Background Acute myocardial infarction (AMI) induces transcriptional activation of monocytes en route to the injured myocardium, in part driven by endothelial cell derived extracellular vesicles (EC-EV), which contain proteins and microRNA (miRNA) cargo. However, neutrophils are the first immune cells to arrive at sites of injury and mediate further damage to the ischemic myocardium. Here, we describe for the first time how neutrophils are released from the spleen in AMI and show that this is driven by EC-EV signalling.
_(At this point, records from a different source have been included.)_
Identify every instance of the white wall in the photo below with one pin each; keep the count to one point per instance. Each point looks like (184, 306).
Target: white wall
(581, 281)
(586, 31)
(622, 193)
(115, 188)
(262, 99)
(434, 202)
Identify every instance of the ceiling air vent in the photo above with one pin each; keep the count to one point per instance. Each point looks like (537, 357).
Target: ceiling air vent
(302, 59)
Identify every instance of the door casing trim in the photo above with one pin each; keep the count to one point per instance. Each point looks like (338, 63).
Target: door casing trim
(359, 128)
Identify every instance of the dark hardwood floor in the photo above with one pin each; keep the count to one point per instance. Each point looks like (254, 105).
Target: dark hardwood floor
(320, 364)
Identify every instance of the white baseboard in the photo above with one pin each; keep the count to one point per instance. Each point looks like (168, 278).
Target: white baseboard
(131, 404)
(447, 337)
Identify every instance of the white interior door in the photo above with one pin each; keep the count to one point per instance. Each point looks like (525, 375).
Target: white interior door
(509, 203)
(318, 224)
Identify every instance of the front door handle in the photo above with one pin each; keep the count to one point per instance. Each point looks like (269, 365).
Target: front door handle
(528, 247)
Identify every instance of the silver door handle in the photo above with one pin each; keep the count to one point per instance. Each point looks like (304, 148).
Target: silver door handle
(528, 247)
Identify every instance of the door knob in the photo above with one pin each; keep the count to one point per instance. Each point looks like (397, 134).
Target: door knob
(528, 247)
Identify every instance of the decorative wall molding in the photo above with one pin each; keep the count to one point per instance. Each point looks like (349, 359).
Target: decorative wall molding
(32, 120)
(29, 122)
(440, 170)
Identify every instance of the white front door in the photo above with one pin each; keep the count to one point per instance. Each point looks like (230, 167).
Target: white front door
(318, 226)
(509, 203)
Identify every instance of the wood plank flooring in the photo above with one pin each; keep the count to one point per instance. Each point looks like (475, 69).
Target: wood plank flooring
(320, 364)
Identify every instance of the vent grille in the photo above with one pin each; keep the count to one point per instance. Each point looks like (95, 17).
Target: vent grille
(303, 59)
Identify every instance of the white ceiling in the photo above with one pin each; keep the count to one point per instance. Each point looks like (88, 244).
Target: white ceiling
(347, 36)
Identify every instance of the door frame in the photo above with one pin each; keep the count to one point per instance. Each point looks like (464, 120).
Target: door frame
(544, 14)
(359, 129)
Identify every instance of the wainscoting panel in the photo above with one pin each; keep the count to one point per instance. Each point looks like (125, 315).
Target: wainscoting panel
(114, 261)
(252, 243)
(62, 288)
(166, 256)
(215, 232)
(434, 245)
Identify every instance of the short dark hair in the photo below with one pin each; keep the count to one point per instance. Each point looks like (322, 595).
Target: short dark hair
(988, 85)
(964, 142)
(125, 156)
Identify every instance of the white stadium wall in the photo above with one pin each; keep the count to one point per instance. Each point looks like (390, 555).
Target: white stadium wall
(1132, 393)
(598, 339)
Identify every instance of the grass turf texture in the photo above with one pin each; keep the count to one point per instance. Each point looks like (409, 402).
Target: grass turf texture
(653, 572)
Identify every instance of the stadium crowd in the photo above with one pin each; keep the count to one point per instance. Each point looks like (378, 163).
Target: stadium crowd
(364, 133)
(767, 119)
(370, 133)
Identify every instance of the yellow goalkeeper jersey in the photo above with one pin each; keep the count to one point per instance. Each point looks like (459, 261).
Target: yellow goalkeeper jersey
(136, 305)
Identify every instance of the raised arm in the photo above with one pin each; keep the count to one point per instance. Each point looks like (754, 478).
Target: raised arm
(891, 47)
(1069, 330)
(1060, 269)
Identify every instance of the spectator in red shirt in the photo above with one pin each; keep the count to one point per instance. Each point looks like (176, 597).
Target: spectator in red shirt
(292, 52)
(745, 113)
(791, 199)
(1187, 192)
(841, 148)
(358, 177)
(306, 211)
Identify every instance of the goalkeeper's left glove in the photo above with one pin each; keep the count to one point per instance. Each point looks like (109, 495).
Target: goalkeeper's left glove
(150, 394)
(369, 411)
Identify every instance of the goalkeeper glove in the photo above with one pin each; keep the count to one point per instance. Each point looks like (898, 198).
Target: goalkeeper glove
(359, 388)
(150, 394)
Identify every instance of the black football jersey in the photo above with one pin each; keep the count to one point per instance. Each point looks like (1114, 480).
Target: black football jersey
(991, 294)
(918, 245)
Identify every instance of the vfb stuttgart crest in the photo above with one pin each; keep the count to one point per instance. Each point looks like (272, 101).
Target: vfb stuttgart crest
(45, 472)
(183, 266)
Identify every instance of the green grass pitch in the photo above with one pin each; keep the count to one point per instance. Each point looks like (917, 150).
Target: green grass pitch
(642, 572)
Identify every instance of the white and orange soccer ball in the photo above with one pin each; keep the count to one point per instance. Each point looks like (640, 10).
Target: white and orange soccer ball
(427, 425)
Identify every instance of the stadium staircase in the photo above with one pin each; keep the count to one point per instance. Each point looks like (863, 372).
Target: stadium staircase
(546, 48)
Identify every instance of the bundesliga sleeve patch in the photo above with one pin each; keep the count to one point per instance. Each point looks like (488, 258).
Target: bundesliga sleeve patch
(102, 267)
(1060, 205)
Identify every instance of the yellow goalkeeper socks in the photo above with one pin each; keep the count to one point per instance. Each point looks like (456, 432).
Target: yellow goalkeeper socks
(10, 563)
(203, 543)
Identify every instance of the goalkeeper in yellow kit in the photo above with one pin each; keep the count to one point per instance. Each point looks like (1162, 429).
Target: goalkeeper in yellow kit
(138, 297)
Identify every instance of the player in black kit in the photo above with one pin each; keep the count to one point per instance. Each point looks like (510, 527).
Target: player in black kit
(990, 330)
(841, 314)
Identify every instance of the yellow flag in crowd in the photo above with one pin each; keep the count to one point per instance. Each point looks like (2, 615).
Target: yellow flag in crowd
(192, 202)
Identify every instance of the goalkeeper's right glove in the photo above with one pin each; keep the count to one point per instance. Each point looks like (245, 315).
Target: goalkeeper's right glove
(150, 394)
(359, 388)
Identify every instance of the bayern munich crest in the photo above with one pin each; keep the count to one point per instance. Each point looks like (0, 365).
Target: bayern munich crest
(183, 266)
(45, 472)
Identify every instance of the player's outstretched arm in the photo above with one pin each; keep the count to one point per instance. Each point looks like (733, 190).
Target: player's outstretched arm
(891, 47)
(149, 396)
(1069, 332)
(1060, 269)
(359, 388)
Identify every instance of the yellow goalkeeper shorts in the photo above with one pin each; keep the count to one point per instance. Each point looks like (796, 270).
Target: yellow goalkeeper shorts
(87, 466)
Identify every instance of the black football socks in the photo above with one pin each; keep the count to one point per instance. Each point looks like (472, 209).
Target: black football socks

Methods and results Experimental AMI in wild-type mice caused a significant increase in peripheral blood neutrophils and a simultaneous reduction in splenic-neutrophil number (P<0.01), suggesting splenic-neutrophil deployment, which is a previously unknown neutrophil reserve in AMI. Patients have elevated peripheral blood neutrophil (1.6-fold, P<0.01) and plasma EV numbers (2.2-fold, P<0.01) at the time of AMI presentation, which significantly correlate (R=0.29, P=0.037) and suggests plasma EV-neutrophil interactions. EC-EV can alter immune cell motility from the spleen (Akbar et al, 2017). Patient plasma EV (isolated by differential ultracentrifugation, EV confirmed by protein markers TSG101, ALIX, CD9, HSP70 and morphology by transmission electron microscopy) show enrichment for EC-vascular cell adhesion molecule-1 (VCAM-1) and EC-miRNA-126-3p. AMI induces EC activation; EC activation with pro-inflammatory TNF-α models this in vitro, causing increased EC-EV release (P<0.001) and enrichment for miRNA-126-3p (P<0.01). EC-miRNA-126 is a negative regulator of EC activation and may dually control EC-EV release. CRISPR-edited-miRNA-126 knock-out EC display a pro-inflammatory phenotype, as evidenced by increased VCAM-1 (P<0.001) expression and show enhanced EC-EV release (P<0.001). To better understand the potential role of miRNA-126 on neutrophil biology we analysed miRNA-126-putative-mRNA targets and compared these to neutrophil Gene Ontology (GO) pathway terms. miRNA-126-mRNA targets are significantly over represented when compared to neutrophil GO terms for: degranulation (P<0.001), activation (P<0.001), chemotaxis (P=0.008) and migration (P=0.008). EC-EV exposure to primary human neutrophils alters inflammatory IL-6 (P<0.01) and chemokine gene expression (CCL7 (P<0.01) and CCL18 (P<0.05)), substantiating bioinformatic findings. EC-EV tail vein injected into wild-type, naive mice mobilise splenic-neutrophils to peripheral blood (P<0.001), confirming splenic neutrophil mobilisation by EC-EV.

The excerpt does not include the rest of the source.